España parece instalada en la excepcionalidad de la mano de sus políticos, incapaces siquiera en ponerse de acuerdo en la fórmula que deben alumbrar para superar el bloqueo. Si tras la irrupción del multipartidismo, 2016 se identificó como un año inédito por la parálisis –durante seis meses– de las instituciones, 2019 con un abanico político todavía más amplio avanza por el mismo camino. Sin embargo, nada se ha hecho en los tres años que median entre ambos momentos, casi parejos, y solo cuando es cierto el riesgo de verse atrapados en la espiral del bloqueo, los partidos –siempre en base a sus intereses– reaccionan. Estas son las fórmulas que proponen para sacar a España del ostracismo.

PSOE: sin votos en contra

Pedro Sánchez, a quien ahora perjudica la situación de parálisis, anunció ayer que el primer pacto de Estado que propondrá al resto de formaciones políticas en el discurso mismo de investidura, será promover una reforma del artículo 99 de la Constitución. Recordando que en la pasada legislatura se promovió un cambio similar para que pudieran votar las personas con discapacidad o para eliminar algunos aforamientos, los socialistas proponen una modificación limitada que no abra el melón constitucional en cuestiones más complejas que podrían poner en cuestión el modelo de Estado, pero que –en todo caso– sí requeriría a 3/5 de la Cámara, esto es, 210 diputados a favor. En concreto, abogan por exportar el modelo de los ayuntamientos para que no haya «coaliciones negativas» que obliguen a la repetición electoral. En la práctica supone que, en caso de que no exista una mayoría alternativa, gobernará la fuerza más votada.

PP: prima de 50 escaños

Por su parte, los populares miran a Grecia y apuestan por dar una prima de 50 diputados al partido que gane las elecciones. Una solución que el propio Pablo Casado explicó a Sánchez en su reunión del pasado martes y que requeriría una reforma menos ambiciosa, la de la ley electoral en lugar de la constitucional, para lo que sólo se necesita una mayoría absoluta en el Congreso. Un acuerdo de los dos grandes partidos, quienes se disputan la primera posición, lo permitiría. En Génova se apoyan en que la propia Constitución lo permite en su artículo 68, que prevé que el Congreso tenga entre 300 y 400 diputados. Esos 50 se podrían sumar a los 350 actuales.

Cs: investidura fijada

Ciudadanos considera que la ausencia de pautas que regulen qué debe ocurrir desde que se convocan elecciones hasta la primera sesión de investidura es una «situación de la que se han aprovechado tanto PSOE como PP para mantener bloqueadas las instituciones». Por lo tanto, proponen acabar con esta «laguna legal» y fijar una fecha cerrada de investidura que se celebre inexcusablemente después de las elecciones.
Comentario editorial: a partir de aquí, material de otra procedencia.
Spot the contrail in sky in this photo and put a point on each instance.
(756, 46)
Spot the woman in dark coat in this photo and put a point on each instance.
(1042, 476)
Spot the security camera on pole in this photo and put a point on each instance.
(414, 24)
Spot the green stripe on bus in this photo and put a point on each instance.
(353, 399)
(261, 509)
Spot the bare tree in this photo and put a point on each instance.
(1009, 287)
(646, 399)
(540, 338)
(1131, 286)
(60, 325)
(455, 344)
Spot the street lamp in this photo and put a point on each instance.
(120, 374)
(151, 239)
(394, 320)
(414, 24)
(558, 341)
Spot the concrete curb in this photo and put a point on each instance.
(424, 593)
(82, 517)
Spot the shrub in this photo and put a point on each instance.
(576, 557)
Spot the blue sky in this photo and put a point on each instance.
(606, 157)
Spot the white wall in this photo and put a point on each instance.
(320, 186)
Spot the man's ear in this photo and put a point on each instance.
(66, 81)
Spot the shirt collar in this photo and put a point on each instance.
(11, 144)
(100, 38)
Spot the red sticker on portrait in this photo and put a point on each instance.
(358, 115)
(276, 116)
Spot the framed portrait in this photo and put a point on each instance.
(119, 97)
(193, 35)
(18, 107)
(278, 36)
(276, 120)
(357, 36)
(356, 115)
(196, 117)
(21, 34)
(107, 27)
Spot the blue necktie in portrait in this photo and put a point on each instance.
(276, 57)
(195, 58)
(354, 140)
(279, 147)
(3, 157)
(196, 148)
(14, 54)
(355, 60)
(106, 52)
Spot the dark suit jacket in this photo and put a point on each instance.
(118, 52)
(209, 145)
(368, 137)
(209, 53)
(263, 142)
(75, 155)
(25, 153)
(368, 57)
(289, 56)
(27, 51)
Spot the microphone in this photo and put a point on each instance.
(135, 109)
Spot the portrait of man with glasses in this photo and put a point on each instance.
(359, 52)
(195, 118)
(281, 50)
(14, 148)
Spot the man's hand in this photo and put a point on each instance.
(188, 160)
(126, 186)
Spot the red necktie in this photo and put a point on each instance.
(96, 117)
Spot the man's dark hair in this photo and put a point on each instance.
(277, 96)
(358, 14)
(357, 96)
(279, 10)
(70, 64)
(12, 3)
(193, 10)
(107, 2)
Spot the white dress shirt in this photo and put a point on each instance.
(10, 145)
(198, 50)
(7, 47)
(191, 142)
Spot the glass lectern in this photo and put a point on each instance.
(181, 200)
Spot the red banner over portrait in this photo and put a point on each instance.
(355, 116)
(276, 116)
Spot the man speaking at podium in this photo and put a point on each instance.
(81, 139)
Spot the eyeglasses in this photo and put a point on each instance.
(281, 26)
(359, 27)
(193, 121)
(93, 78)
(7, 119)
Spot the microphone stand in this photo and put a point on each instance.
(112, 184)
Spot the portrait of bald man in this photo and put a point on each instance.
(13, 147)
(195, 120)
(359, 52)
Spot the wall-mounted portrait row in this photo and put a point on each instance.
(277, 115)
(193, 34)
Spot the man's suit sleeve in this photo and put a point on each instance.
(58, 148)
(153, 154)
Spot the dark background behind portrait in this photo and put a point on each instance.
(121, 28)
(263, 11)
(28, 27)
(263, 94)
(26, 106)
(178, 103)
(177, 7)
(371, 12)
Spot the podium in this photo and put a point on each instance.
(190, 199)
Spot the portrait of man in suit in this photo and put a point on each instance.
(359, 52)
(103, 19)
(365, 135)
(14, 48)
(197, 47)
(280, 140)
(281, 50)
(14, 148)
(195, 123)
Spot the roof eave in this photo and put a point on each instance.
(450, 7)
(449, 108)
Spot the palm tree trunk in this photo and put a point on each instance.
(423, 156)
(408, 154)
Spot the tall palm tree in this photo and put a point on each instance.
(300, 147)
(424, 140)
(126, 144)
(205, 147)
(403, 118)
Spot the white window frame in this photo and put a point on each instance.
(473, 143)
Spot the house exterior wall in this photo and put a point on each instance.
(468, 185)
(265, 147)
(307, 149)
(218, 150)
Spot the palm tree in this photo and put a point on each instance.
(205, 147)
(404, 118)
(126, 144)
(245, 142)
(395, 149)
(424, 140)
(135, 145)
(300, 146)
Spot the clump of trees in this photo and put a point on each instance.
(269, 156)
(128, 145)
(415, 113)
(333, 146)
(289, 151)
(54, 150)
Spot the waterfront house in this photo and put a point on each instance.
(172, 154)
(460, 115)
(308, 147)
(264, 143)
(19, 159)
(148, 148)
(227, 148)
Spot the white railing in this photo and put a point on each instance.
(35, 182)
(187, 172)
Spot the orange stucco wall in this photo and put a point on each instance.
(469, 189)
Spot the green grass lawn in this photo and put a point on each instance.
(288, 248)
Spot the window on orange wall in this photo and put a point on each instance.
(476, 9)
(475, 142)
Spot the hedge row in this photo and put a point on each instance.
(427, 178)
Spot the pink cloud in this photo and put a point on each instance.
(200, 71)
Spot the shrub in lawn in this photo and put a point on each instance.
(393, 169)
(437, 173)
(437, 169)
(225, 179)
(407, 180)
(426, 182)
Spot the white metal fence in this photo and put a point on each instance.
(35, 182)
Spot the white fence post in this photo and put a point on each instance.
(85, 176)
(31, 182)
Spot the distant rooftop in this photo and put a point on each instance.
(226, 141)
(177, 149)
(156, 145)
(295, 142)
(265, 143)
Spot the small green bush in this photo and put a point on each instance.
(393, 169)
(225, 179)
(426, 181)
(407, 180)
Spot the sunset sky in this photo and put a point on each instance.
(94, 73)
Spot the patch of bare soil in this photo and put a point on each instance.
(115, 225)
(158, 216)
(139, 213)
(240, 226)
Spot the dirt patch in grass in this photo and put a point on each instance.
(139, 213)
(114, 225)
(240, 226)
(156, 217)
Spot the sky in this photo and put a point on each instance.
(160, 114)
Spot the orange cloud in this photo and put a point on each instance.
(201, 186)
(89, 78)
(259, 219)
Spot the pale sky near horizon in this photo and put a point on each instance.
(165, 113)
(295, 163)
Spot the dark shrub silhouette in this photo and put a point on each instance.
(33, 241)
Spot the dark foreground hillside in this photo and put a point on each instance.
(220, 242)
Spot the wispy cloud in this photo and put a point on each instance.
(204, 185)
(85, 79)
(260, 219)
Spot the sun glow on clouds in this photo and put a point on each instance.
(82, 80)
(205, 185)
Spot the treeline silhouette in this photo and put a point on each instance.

Podemos: cultura del pacto

El partido dirigido por Pablo Iglesias rechaza todas estas fórmulas y considera que la mejor vía para superar el actual bloqueo es trabajar para asentar en España la cultura del pacto y de los gobiernos de coalición como mejor fórmula para combatir el exceso de autoritarismo en el que suelen incurrir los líderes políticos cuando tienen todo el poder. Según el diagnóstico de Podemos, un político cuando gana tiene ante sí el reto de llegar a acuerdos y no debe caer en la tentación de cambiar las reglas del juego con el único fin de tener más fácil su acceso al poder.

Vox: cambiar la ley electoral

En su programa electoral Vox proponía la reforma de la actual Ley Electoral y el sistema de circunscripciones, que favorece a los partidos nacionalistas y penaliza a los partidos nacionales que no queden primero o segundo en la mayoría de provincias. No obstante, prefieren «no adelantar fórmulas» en estos momentos.